Aynsl156 at 1:15PM on 10/16/09
LOL
I just don't like eggs anyway. I don't care if it hurts the undevelped fetus or not though! LOL
hungrychristel at 3:04PM on 10/16/09
Eggs are the perfect food! Aside from coming out of the ass of another animal.
chascates at 3:40PM on 10/16/09
Yeah industrial eggs are terrible and I don't miss eating them either. Now farm fresh eggs...Those chickens have awesome lives, make the best eggs, and make great soup when they stop laying.
@chascates - eggs are analogous to babies, its not the ass they come out of.
@hungrychristel - its not fetuses but rather the industrial laying hens themselves that live the most miserable existence. No LOLing involved in that mess.
christopher at 3:57PM on 10/16/09
I agree with christopher it is a mess. For the informed consumer, there was a story recently about what is done with the abundance of male chicks that are not useful because they don't lay eggs. Here is the link if anyone is interested. http://trueslant.com/nadiaarumugam/2009/09/02/casualties-of-egg-industry-male-chicks-ground-up-alive/
lexa99 at 8:21PM on 10/16/09
Thinking about food and the mechanics of it's in-gestion and out-gestion could lead to the latest trend: pop-starving. It's all the rage in LA and NYC.The abuse of the chicken egg has led to many of these "starvo's" as they're called, to publicly harass the humble chicken rancher. Big Egg soon will be the focus of many articles as is Big Corn, Big Tobacco,and Big Sugar. I say it's about time.

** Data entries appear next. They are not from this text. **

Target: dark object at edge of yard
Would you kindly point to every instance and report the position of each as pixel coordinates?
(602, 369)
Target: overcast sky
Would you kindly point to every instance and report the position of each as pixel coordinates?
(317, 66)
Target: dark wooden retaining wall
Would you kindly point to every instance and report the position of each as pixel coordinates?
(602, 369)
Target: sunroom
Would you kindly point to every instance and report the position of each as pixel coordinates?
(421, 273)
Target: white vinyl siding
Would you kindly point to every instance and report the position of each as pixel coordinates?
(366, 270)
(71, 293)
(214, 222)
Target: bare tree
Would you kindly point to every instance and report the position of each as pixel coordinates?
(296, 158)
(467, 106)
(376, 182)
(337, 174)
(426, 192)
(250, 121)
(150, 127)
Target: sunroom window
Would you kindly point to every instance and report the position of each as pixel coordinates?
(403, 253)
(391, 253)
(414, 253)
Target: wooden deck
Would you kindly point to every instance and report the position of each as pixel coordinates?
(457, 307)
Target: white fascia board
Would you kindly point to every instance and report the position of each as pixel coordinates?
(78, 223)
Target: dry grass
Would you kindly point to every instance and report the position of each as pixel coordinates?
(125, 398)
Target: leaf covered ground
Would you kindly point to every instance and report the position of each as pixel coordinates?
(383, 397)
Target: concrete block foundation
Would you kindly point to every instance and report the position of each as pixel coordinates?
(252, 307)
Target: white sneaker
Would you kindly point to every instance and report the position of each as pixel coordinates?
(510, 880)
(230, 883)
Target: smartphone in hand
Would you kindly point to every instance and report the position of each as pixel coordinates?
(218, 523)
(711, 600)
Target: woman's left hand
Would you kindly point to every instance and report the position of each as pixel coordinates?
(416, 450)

jfitz at 5:59AM on 10/17/09
I go to great lengths to get local free range eggs, but of course, being in Idaho and not Manhattan makes that feasible!

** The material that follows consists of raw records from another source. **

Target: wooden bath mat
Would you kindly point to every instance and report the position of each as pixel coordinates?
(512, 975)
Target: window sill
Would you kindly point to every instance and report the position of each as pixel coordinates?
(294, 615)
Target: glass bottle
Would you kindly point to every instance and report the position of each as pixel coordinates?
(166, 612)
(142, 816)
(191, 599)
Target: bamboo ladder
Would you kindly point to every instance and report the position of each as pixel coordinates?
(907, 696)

randomteaspoon at 8:52AM on 10/17/09
I only eat chicken eggs laid by "wild" chickens on the south slope of a hillside in Maui.... I have them rowed across the ocean one at a time and then gently hand carried by virgins to my front door.... that's how much I care... If I don't have those handy I get a dozen from the frig section at the local supermarket and start cracking!
Seriously, how would you propose they "get rid" of the non-egg laying chickens? Let them loose on a mountain top sanctuary in Wyoming?
Free range, cage free, organic diet.... All B.S. marketing terms for the most part to make people feel better about themselves or better about what they are eating. If you're getting them from a farm... good for you... while you're at the farm, go ahead and find out what happens to their chickens when they stop laying or are born male. They are either killed or are bred for meat.
Large farm, small farm.. "the journey" for the chick is still the same. On a small farm it may be more humane and more practical to do such things with more dignity. But the end result is the same.
I love chicken, I love eggs... I have also been lucky enough to see first hand where my meat comes from and how it gets from farm to table. It's eye opening for sure. But it will make you respect and appreciate everything that you will ever cook, put on your plate and eat.